Demonstrating a Battery's Benefits
Demonstrating a Battery's Benefits
Demonstrating a Battery's Benefits
1 minute read

Kansas City Power & Light (KCP&L) is demonstrating several smart grid technologies in its Innovation Park in midtown Kansas City, Mo. Burns & McDonnell has provided overall project management and technical support.

The smart grid means many things to different people. Kansas City Power & Light (KCP&L) is demonstrating several technologies in its Innovation Park in midtown Kansas City, Mo.

In 2011, KCP&L was awarded a $24 million Smart Grid Demonstration Project grant by the U.S. Department of Energy. "This is really an R&D project," says Lucas McIntosh, Burns & McDonnell senior project manager. "One of the objectives is to push the envelope on integrating all these new systems and technologies using the latest industry standards."

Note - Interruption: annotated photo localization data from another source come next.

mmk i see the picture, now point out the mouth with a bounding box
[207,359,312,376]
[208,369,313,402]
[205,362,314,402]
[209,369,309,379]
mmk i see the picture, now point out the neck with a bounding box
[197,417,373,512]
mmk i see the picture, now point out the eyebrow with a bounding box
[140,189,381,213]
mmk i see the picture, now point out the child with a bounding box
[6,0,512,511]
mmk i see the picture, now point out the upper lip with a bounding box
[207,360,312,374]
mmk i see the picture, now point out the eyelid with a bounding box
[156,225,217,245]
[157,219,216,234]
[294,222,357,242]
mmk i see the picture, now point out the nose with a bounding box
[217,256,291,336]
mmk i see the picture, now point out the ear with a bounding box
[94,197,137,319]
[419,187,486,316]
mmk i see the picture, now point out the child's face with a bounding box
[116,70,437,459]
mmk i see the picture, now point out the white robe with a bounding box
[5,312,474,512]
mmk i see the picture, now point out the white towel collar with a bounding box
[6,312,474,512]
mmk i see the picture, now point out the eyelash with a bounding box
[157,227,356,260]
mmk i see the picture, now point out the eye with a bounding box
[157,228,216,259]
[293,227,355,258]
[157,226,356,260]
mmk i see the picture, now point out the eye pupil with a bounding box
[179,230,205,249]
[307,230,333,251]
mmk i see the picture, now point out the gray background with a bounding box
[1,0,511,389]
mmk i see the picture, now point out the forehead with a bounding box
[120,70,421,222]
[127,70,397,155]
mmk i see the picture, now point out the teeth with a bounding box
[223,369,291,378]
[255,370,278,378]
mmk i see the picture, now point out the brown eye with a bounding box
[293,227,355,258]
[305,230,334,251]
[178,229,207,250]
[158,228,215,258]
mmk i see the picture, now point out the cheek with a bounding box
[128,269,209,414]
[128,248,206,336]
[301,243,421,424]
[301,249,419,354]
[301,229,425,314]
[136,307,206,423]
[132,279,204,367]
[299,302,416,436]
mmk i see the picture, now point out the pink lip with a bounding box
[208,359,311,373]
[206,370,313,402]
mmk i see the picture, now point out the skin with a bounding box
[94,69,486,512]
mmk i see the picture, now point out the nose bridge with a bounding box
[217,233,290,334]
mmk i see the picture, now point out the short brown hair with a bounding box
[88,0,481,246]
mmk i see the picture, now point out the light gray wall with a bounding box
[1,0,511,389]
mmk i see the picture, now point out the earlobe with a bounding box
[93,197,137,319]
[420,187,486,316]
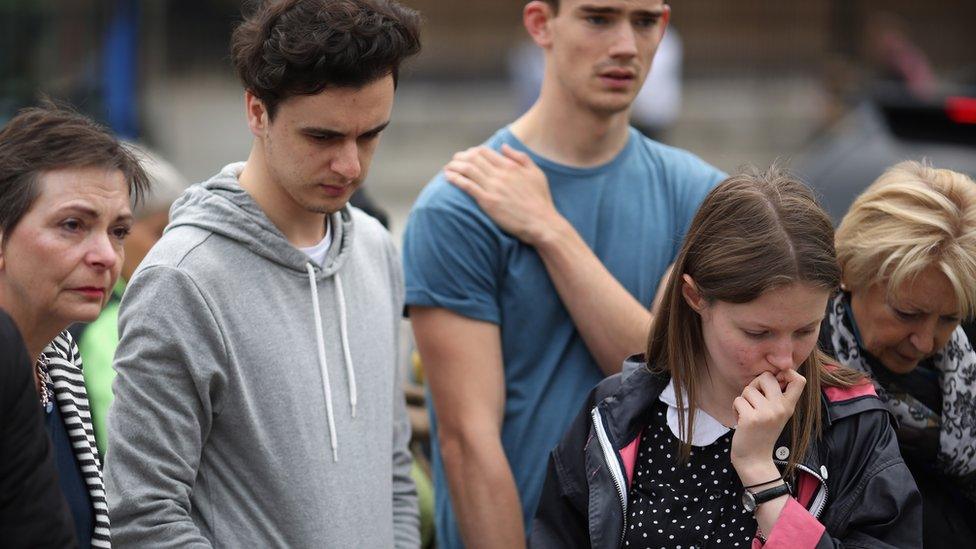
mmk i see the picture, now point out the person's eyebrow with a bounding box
[56,203,133,224]
[300,120,391,139]
[750,318,822,331]
[57,204,98,217]
[576,5,666,17]
[577,5,622,15]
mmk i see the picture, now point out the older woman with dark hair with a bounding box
[820,161,976,547]
[0,104,149,548]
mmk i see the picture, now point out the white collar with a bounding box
[658,379,731,447]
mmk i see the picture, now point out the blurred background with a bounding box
[2,0,975,233]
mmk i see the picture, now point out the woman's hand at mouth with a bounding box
[729,369,805,483]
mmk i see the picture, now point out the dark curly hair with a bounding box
[231,0,422,118]
[0,102,150,237]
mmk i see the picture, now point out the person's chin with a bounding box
[59,304,103,326]
[882,351,922,374]
[588,94,635,117]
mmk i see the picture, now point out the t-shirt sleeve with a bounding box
[669,152,726,257]
[402,196,504,325]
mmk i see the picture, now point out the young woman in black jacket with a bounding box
[532,167,922,548]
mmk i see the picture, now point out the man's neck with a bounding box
[509,84,632,168]
[238,144,328,247]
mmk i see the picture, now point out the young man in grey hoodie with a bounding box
[104,1,422,546]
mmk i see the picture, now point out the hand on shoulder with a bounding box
[443,144,566,245]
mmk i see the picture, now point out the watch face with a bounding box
[741,490,757,512]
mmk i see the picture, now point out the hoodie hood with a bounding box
[168,162,353,279]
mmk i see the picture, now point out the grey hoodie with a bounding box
[104,163,419,548]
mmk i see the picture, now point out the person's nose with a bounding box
[85,232,119,272]
[609,23,639,60]
[766,338,795,371]
[909,320,937,355]
[331,141,361,181]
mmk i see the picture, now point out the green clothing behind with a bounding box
[77,279,125,456]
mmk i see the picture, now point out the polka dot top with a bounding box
[623,400,757,548]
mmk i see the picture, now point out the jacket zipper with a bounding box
[591,407,628,546]
[774,459,829,519]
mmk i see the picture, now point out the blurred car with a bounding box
[796,87,976,224]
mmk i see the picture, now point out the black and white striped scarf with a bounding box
[41,331,111,547]
[826,294,976,501]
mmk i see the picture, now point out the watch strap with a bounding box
[749,482,791,506]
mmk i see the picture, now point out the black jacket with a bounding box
[0,309,76,547]
[531,358,922,548]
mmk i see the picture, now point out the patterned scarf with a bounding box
[826,293,976,500]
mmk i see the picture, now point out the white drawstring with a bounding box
[307,262,339,462]
[334,272,357,418]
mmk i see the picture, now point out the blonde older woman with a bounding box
[819,161,976,548]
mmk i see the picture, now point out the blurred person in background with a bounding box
[103,0,422,546]
[864,12,937,101]
[403,0,724,546]
[820,161,976,548]
[71,147,189,456]
[1,309,76,547]
[0,103,151,549]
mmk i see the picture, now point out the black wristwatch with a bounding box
[741,482,791,512]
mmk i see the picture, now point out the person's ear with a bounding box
[524,1,556,48]
[0,232,6,272]
[244,90,270,139]
[681,274,705,313]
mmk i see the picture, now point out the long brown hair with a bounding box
[647,165,863,476]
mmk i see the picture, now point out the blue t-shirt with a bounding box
[402,127,723,547]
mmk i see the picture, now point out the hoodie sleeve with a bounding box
[105,265,226,548]
[387,237,422,548]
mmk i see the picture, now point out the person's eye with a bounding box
[794,328,816,338]
[61,218,83,232]
[893,308,919,321]
[586,15,608,25]
[634,16,658,28]
[744,330,768,339]
[112,225,132,241]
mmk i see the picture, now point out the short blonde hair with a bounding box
[836,161,976,318]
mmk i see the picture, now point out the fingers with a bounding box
[782,369,807,404]
[445,158,489,185]
[444,169,489,202]
[741,385,765,408]
[501,143,533,167]
[755,372,784,399]
[469,148,502,173]
[450,146,521,184]
[732,396,752,421]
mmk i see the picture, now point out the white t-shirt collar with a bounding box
[299,221,333,267]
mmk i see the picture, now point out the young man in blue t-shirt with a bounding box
[402,1,725,547]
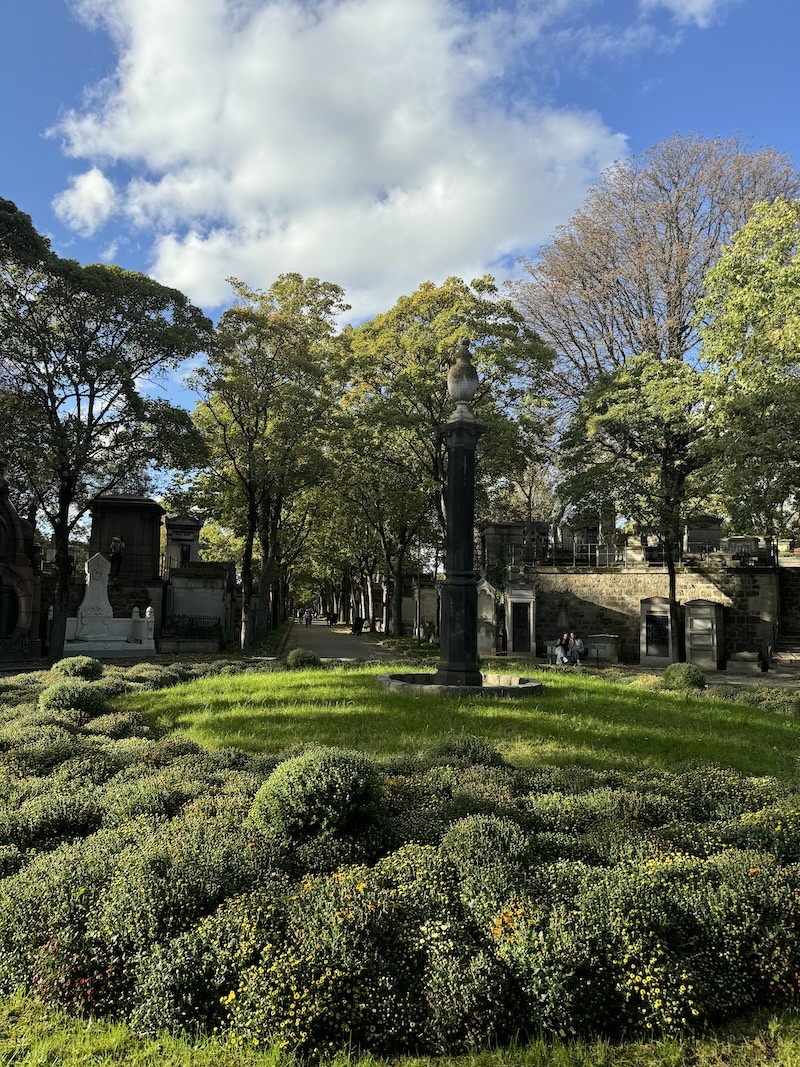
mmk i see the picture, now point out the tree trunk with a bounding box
[390,548,406,636]
[49,528,72,661]
[665,544,683,663]
[365,572,376,632]
[239,500,258,651]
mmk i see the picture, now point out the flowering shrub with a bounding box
[52,656,104,681]
[3,719,800,1057]
[83,711,152,739]
[130,882,288,1036]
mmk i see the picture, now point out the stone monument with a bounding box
[75,553,114,640]
[63,552,156,658]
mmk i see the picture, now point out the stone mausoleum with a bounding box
[0,472,42,661]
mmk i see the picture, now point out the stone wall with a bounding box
[534,564,778,662]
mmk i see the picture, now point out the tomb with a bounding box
[0,473,42,659]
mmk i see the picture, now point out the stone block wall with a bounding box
[534,565,778,662]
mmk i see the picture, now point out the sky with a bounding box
[1,0,798,336]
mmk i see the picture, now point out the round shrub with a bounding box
[251,747,383,843]
[663,662,706,691]
[38,681,108,719]
[0,724,84,776]
[91,815,271,959]
[285,647,322,669]
[92,675,134,698]
[123,665,186,690]
[424,734,505,768]
[52,656,103,681]
[83,712,152,740]
[440,814,529,870]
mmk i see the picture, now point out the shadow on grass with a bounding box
[120,667,800,779]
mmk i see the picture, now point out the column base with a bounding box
[432,666,483,687]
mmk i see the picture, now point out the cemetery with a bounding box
[3,135,800,1066]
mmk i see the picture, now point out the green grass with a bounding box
[120,663,800,779]
[4,996,800,1066]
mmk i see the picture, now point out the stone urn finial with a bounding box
[447,339,479,424]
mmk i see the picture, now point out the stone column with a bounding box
[434,340,485,686]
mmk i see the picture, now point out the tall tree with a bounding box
[561,353,716,652]
[513,134,800,404]
[347,276,553,538]
[193,274,347,650]
[698,197,800,537]
[0,200,211,659]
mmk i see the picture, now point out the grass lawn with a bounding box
[4,995,800,1066]
[121,662,800,779]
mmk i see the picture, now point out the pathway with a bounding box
[287,618,397,661]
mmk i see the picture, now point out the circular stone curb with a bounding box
[377,672,543,698]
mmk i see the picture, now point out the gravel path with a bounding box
[287,618,397,661]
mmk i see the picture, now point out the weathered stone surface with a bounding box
[534,566,778,661]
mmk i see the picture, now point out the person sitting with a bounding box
[569,631,585,666]
[554,632,569,665]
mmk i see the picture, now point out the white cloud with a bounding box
[52,166,117,235]
[639,0,736,29]
[58,0,629,315]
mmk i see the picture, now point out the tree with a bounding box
[0,200,211,659]
[698,197,800,538]
[562,354,716,654]
[193,274,347,650]
[513,134,800,405]
[347,276,552,537]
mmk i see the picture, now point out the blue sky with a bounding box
[1,0,797,331]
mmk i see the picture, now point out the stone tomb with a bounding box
[64,553,155,658]
[0,474,42,658]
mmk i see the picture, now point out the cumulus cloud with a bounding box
[639,0,736,28]
[57,0,631,316]
[52,166,117,235]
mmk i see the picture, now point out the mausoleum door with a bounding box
[0,585,19,639]
[512,602,531,653]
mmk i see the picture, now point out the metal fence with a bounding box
[161,614,223,638]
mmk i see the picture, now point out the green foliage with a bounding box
[52,656,104,681]
[130,884,288,1036]
[251,748,384,846]
[83,711,153,740]
[663,663,707,691]
[7,662,800,1060]
[124,664,189,690]
[38,680,108,719]
[424,734,506,768]
[285,647,322,669]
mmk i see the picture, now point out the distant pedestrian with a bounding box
[304,609,312,626]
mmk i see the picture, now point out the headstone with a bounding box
[75,554,114,639]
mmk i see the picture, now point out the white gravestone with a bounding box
[75,553,114,639]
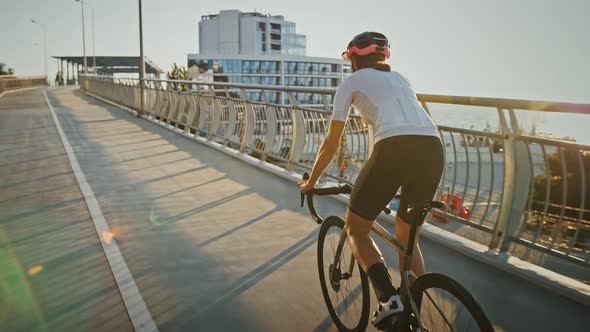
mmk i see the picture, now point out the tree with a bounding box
[0,63,15,75]
[532,149,590,221]
[166,62,189,91]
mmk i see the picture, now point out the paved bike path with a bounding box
[4,87,589,331]
[0,88,134,332]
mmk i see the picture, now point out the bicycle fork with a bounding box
[332,230,356,281]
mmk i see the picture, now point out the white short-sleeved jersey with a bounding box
[332,68,439,143]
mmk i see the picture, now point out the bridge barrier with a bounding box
[0,76,47,94]
[80,75,590,272]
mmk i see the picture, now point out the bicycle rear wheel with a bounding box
[409,273,494,332]
[317,216,370,332]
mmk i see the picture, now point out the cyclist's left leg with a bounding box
[394,135,445,281]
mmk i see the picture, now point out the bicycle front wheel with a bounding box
[317,216,370,332]
[409,273,494,332]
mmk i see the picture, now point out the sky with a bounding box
[1,0,589,103]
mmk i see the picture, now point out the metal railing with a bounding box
[81,74,590,268]
[0,76,47,94]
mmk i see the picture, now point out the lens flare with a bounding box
[149,208,162,226]
[27,265,43,276]
[102,231,115,245]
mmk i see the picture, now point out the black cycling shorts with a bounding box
[348,135,444,225]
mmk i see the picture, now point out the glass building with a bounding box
[187,55,352,106]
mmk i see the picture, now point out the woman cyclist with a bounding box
[299,32,444,330]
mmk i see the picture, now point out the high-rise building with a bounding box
[198,10,306,56]
[188,10,351,106]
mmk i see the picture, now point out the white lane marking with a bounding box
[43,89,159,332]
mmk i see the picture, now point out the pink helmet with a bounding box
[342,32,391,61]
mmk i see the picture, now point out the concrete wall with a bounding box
[217,10,240,54]
[199,20,218,54]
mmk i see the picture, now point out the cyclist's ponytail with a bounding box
[351,53,391,72]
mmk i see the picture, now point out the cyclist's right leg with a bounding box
[345,137,406,330]
[344,208,404,330]
[343,208,383,272]
[346,138,402,304]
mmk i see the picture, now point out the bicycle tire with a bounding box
[409,273,494,332]
[317,216,370,332]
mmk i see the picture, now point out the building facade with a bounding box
[199,10,306,56]
[190,10,351,106]
[187,53,350,105]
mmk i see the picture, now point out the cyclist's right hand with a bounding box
[298,178,315,193]
[299,172,316,193]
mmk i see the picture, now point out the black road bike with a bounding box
[300,173,494,332]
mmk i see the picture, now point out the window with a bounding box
[263,61,272,73]
[258,22,266,31]
[286,61,295,73]
[271,44,281,51]
[253,61,261,73]
[270,23,281,31]
[297,62,305,74]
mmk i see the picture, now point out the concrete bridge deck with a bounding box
[0,87,588,331]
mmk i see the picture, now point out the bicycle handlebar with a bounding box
[300,172,391,224]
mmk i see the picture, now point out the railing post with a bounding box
[175,93,187,128]
[263,106,277,159]
[287,92,305,169]
[489,108,532,252]
[196,96,208,135]
[225,100,238,142]
[240,89,255,153]
[166,91,177,125]
[185,94,198,133]
[209,98,222,139]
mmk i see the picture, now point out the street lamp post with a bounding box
[75,0,88,75]
[30,19,48,83]
[92,5,96,70]
[138,0,146,116]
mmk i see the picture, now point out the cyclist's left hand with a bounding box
[298,179,315,193]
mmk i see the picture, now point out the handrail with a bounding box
[417,94,590,115]
[83,74,590,114]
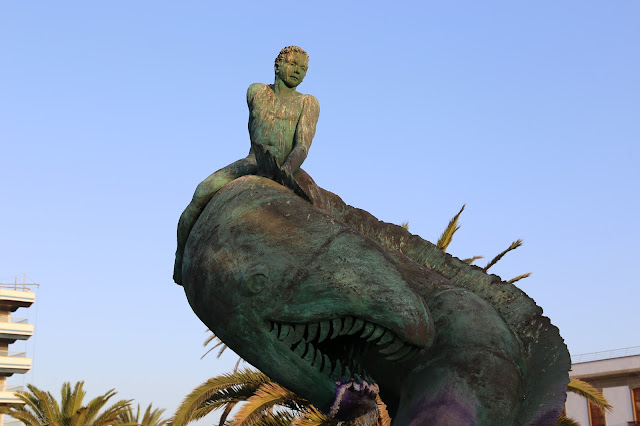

One of the most prominent features at the Innovation Park is the 1 megawatt/1 megawatt-hour-rated Battery Energy Storage System (BESS). The BESS, which comprises 5,488 lithium polymer pouch cells, is linked to a feeder from the utility's Midtown Substation. Burns & McDonnell has provided overall project management and technical support for the battery, as well as design of a battery automation controller.

The BESS is being used to demonstrate four storage applications. The most frequent use is for load shifting: taking excess generation during off-peak hours and making it available at busier times. Peak shaving is a way to compensate for short-term spikes in the demand curve. The battery can support volt/VAR compensation, which improves power quality. And under circuit islanding, the battery can pick up the slack temporarily if service from the substation is severed.

Batteries can be used in numerous ways, but not all simultaneously. One of the goals of the demonstration project is to determine how to optimize the battery's usage.

Part of the project involves integrating control devices and standardizing their communications, reducing dependence on customized middleware, but the standards have not been fully developed and published.

"The Distribution Management System (DMS) acts as a command and control center for the distribution system, and it can help automate and analyze use of distribution assets, including the battery," says Matt Olson, Burns & McDonnell manager of telecommunications and network engineering. "The challenge is to integrate the controls so that simple operator commands ultimately can drive complicated sequences of calculations and adjustments."

The BESS is performing as expected, but so far it is being operated manually as the DMS implementation is finalized. Developing safety protocols, preparing personnel for the data-centric approach and getting automated control options online are still works in progress.